Tes kecepatan melarut telah didesain untuk mengukur berapa kecepatan zat aktif dari
satu tablet atau kapsul melarut ke dalam larutan. Hal ini perlu diketahui sebagai indikator
kualitas dan dapat memberikan informasi sangat berharga tentang konsistensi dari batch
satu ke batch lainnya. Tes disolusi ini didesain untuk membandingkan kecepatan
melarutnya suatu obat, yang ada di dalam suatu sediaan pada kondisi dan ketentuan yang
sama dan dapat diulangi (Shargel, 1988).
Kecepatan disolusi sediaan sangat berpengaruh terhadap respon klinis dari kelayakan
sistem penghantaran obat. Disolusi menjadi sifat sangat penting pada zat aktif yang
dikandung oleh sediaan obat tertentu, dimana berpengaruh terhadap kecepatan dan besarnya
ketersediaan zat aktif dalam tubuh. Jika disolusi makin cepat, maka absorbsi makin cepat. Zat
aktif dari sediaan padat (tablet, kapsul, serbuk, seppositoria), sediaan system terdispersi
(suspensi dan emulsi), atau sediaan-sediaan semisolid (salep,krim,pasta) mengalami disolusi
dalam media/cairan biologis kemudian diikuti absorbsi zat aktif ke dalam sirkulasi
sistemik (Voigt, 1995).
Bila suatu tablet atau sediaan obat lainnya dimasukkan dalam saluran cerna, obat
tersebut mulai masuk ke dalam larutan dari bentuk padatnya. Kalau tablet tersebut tidak
dilapisi polimer, matriks padat juga mengalami disintegrasi menjadi granul-granul, dan
granul-granul ini mengalami pemecahan menjadi partikel-partikel halus. Disintegrasi,
deagregasi dan disolusi bisa berlangsung secara serentak dengan melepasnya suatu obat dari
bentuk dimana obat tersebut diberikan (Martin, 1993).

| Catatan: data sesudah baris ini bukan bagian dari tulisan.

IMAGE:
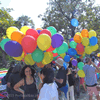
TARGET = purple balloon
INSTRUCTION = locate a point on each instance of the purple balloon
(74, 62)
(57, 40)
(13, 48)
(71, 40)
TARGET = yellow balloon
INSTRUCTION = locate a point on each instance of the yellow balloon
(28, 60)
(88, 50)
(24, 29)
(44, 42)
(63, 55)
(94, 48)
(48, 57)
(19, 58)
(85, 41)
(81, 73)
(92, 33)
(10, 30)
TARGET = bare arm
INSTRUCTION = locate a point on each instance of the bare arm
(18, 85)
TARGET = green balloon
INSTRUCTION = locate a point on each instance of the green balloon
(63, 48)
(37, 55)
(80, 65)
(54, 51)
(52, 30)
(3, 42)
(73, 44)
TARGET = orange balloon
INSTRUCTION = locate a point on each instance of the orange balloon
(84, 33)
(17, 36)
(40, 64)
(77, 38)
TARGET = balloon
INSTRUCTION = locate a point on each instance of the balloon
(37, 55)
(80, 47)
(29, 44)
(72, 52)
(65, 65)
(52, 30)
(17, 36)
(45, 31)
(20, 57)
(71, 39)
(24, 29)
(84, 33)
(85, 41)
(55, 54)
(93, 41)
(73, 44)
(77, 38)
(28, 60)
(33, 33)
(57, 40)
(3, 42)
(88, 50)
(80, 65)
(48, 57)
(74, 22)
(40, 65)
(67, 58)
(44, 42)
(50, 49)
(10, 30)
(63, 48)
(94, 48)
(63, 55)
(81, 73)
(74, 62)
(92, 33)
(13, 48)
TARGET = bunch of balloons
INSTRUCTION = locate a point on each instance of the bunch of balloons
(32, 46)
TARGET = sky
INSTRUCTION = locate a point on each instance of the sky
(31, 8)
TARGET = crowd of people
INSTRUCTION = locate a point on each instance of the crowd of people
(22, 84)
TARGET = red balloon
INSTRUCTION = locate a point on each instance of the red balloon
(59, 57)
(29, 44)
(50, 49)
(45, 31)
(33, 33)
(55, 54)
(80, 47)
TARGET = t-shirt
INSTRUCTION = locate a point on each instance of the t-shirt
(61, 75)
(48, 92)
(90, 77)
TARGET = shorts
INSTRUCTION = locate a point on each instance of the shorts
(91, 90)
(82, 80)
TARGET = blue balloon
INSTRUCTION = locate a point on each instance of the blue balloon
(72, 51)
(13, 48)
(93, 41)
(65, 90)
(67, 58)
(74, 22)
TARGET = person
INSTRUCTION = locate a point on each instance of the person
(13, 79)
(30, 91)
(90, 78)
(49, 87)
(60, 78)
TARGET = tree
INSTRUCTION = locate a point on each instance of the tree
(60, 13)
(24, 20)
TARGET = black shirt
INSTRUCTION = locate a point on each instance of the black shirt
(61, 75)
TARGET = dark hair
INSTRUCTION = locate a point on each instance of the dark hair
(79, 60)
(22, 74)
(49, 75)
(17, 69)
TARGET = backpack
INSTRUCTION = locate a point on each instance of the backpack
(3, 80)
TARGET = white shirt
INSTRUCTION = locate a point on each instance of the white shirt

Mekanisme disolusi, tidak dipengaruhi oleh kekuatan kimia atau reaktivitas partikelpartikel padat terlarut ke dalam zat cair, dengan mengalami dua langkah berturut-turut:
(Gennaro, 1990)
1.
Larutan dari zat padat pada permukaan membentuk lapisan tebal yang tetap atau film
disekitar partikel
2.
Obat-obat yang diberikan dalam bentuk larutan biasanya diabsorpsi lebih cepat
dibandingkan pemberian dalam bentuk padat, karena tidak membutuhkan prose melarut
(Ansel, 1989).
Disolusi dari suatu partikel obat dikontrol oleh beberapa sifat fisika-kimia, termasuk
bentuk kimia, kebiasaan kristal, ukuran partikel, kelarutan, luas permukaan, dan sifat-sifat
pembasahan. Bila data kelarutan kesetimbangan dirangkaikan, maka eksperimen disolusi
dapat membantu mengidentifikasi daerah masalah bioavailabilitas potensial (Lachman,
1994).
Obat dapat diubah dalam system saluran cerna menjadi berbagai bentuk yang
menjadikannya kurang atau lebih lambat tersedia untuk diabsorpsi. Perubahan ini mungkin
disebabkan oleh penggabungan atau berikatannya obat-obat dengan beberapa bahan lain yang
mungkin berupa suatu unsure yang normal dari system saluran cerna atau suatu bahan
makanan atau bahan obat lain. (Ansel, 1989)
Dalam bidang farmasi, penentuan kecepatan pelarutan suatu zat perlu dilakukan
karena kecepatan pelarutan suatu zat aktif dapat dilakukan pada beberapa tahap pembuatan
sediaan obat yaitu : tahap preformulasi, tahap formulasi, dan tahap produksi (Effendi, 2005).
Beberapa faktor-faktor yang mempengaruhi disolusi adalah luas permukaan, bentuk
obat kristal dan amorf, bentuk garam, atau faktor lainnya yaitu keadaan hidrasi dari suatu
obat dapat mempengaruhi kelarutan dan pola absorpsi. Biasanya bentuk anhidrat dari suatu
molekul organic lebih mudah larut daripada anhidratnya (Ansel, 1989).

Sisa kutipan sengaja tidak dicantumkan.